Monday, September 6, 2010

Memory of the battlefield

     In 1995 I returned to Vietnam. Only this time as a tourist, but also as a time traveler at least in the sense of going back into my memories.

     After a few days kicking around Saigon, which will never be Ho Chi Minh City - not for me or anyone else of my generation - I asked my guide to take me the twenty or so kilometers north to Long Binh where I had been stationed for most of my tour of duty. He engaged a car and driver and up Highway One we went. Everything was very much the same as we traveled north, a mix of traffic - trucks, buses, lambrettas and cars of all sizes, just no tanks, jeeps or other US Military vehicles.

      My first surprise was that Long Binh Base was gone. There were no building, no trees, no roads. There was nothing but rough terrain where even the concrete pads that served as the foundation for buildings had been removed. Stateside, when I heard that the country had fallen to the North Vietnamese, I had assumed that the Vietnamese would have moved into take over the base. I expected to see the hospital, the stores, the hootches and especially the Generals officer’s houses occupied. What I failed to grasp in my limited world perspective as an American was the deep feelings regarding things American held by the North Vietnamese. They wanted nothing second hand from the US. This was later confirmed when I saw the base at Phu Loi, an other base at which I had been stationed, in what had been the 1st Infantry Division TAO. At Phu Loi there was a Vietnamese army base, but they had torn down everything we had left and rebuilt it from the ground up.

      We turned off Highway One to drive along the road that had been in the shadows of the bunker line that ran along the southern perimeter of Long Binh. Back in the day, the area to the south of the road was a free fire zone with large earthen berms on the far side of the empty field to protect the villages from a stray bullets. Now the villages had leaped over the berms and covered the entire free fire zone.  
There were no recognizable landmarks, just all these newly constructed houses and stores.   

      I despaired of ever finding the old village where the most significant event of my combat tour occurred - the night we were ambushed and Sgt. Lara was killed. Rather than interrupt this naritive, I suggest that you read my post at http://hallmant.wordpress.com/a-recollection-from-vietnam-spring-of-1968/

      My next surprise was that I was able to recognize the road that lead to the village where the old French Observation Post had been. I have no idea how I did it, but I simple knew.

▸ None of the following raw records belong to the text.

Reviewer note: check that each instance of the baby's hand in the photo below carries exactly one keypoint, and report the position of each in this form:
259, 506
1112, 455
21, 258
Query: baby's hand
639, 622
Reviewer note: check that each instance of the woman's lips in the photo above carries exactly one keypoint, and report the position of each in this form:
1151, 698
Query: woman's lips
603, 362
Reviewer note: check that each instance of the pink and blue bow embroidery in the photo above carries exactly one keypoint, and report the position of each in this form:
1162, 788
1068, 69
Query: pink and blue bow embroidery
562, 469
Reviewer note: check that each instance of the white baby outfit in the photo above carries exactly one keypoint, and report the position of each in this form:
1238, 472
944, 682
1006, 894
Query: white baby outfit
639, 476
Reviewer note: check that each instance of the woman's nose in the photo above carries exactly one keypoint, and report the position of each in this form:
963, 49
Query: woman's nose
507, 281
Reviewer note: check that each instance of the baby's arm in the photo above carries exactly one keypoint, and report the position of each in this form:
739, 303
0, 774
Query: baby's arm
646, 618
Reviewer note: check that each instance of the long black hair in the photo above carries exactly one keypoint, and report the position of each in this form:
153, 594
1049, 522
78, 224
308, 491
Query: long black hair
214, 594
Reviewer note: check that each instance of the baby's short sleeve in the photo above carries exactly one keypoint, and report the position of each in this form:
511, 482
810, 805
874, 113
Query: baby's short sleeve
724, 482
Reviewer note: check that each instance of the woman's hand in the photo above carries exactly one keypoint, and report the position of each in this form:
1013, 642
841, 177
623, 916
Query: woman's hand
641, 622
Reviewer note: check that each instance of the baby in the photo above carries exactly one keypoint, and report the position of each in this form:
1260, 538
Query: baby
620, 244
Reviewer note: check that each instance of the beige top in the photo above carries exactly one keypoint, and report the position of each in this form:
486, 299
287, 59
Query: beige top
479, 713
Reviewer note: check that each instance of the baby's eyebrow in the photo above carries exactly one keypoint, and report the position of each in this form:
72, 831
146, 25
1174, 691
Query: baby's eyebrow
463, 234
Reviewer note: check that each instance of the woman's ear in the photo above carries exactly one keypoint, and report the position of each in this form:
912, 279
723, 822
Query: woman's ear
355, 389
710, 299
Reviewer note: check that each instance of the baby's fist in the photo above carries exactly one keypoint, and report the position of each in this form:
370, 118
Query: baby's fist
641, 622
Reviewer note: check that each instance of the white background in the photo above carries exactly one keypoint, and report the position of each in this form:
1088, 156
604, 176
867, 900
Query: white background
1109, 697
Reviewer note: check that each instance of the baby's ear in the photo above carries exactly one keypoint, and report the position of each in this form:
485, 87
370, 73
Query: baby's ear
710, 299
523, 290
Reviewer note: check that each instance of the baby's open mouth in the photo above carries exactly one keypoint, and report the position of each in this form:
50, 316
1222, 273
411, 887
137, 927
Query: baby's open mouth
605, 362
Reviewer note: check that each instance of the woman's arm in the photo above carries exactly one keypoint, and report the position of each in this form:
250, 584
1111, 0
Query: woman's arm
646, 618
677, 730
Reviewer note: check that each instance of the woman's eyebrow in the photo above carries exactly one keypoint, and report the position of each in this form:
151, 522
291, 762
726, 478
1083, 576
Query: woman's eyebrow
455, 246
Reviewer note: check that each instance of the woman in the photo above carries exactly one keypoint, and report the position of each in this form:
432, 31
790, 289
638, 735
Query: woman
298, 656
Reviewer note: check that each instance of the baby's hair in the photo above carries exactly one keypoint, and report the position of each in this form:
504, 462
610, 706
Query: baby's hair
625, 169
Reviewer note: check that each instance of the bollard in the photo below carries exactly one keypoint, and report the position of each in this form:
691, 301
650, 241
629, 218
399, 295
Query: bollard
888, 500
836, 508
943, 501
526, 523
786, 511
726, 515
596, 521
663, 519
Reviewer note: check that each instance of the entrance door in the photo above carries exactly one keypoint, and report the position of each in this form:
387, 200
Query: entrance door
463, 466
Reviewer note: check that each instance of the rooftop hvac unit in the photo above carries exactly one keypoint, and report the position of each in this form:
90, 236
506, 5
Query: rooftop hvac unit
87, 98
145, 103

I sat up suddenly and said “turn here.” That I was correct wasn’t clear for at least twenty minutes. We found the old village gate, but this meant nothing as I couldn’t remember the name of the place. There was no French OP. We stood around with my guide translating for me as I asked about the changed landscape and handed out Polaroid pictures of anyone who would stand still for me. Then I noticed a large area, maybe twenty meters square where there was no grass or weeds growing. An old man was squatting in the dust repairing bicycle tires. I walked around this open area and realized that this would have been where the French OP was located. I scratched with my shoe in the dust and down a few inches found a very old concrete pad - obviously the foundation of the old OP. I was in the right place! This was amazing. I begin asking about the family that lived beside the old facility and the two young girls that had stayed up late selling us Military Policemen cigarettes and cokes. No one could answer me. Finally a young man approached who knew what I was asking about. He told me that the two girls, who had been preteens during my tour, had grown and become girlfriends of several American Military Policemen, my subsequent replacement several times removed. When the US fled and the country fell to the North, the girls were executed as traitors and their house was destroyed. Later he took us to met the mother who now lived kn the next village.

       After I was satisfied that there was nothing more for me at this site, we drove down the road towards the river, retracing the route we took that night that Sgt. Lara was killed. In my memory the distance between the French OP and the Buddhist temple where the ambush took place was at most a few hundred meters and within site of the OP. But reality had a big surprise for me. The Buddhist temple was about a kilometer from the OP with several turns and bends in the road. I just stood there in the middle of the road looking at the temple unable to comprehend the difference. If I closed my eyes I could see the scene - the darkness of the night, the wrecked jeep and the fleeting movements that we fired at. I could remember it all in great detail, the smells, the silence and the noise of the gunfire that shattered it. I could see it all. I could feel it again, the cool breeze and the chill of the fear-sweet against my skin. I remembered my actions, my failures and the hopeless feeling as we looked at Sgt Lara lying unconscious on the ground. Yet here, back in the future, I couldn’t find the empty lot where I found Sgt. Lara that night. I couldn’t even guess which building now occupied the site. There was little correlation between memory and reality. The lesson was clear, time and Vietnam had moved on, putting the war behind it and so should I.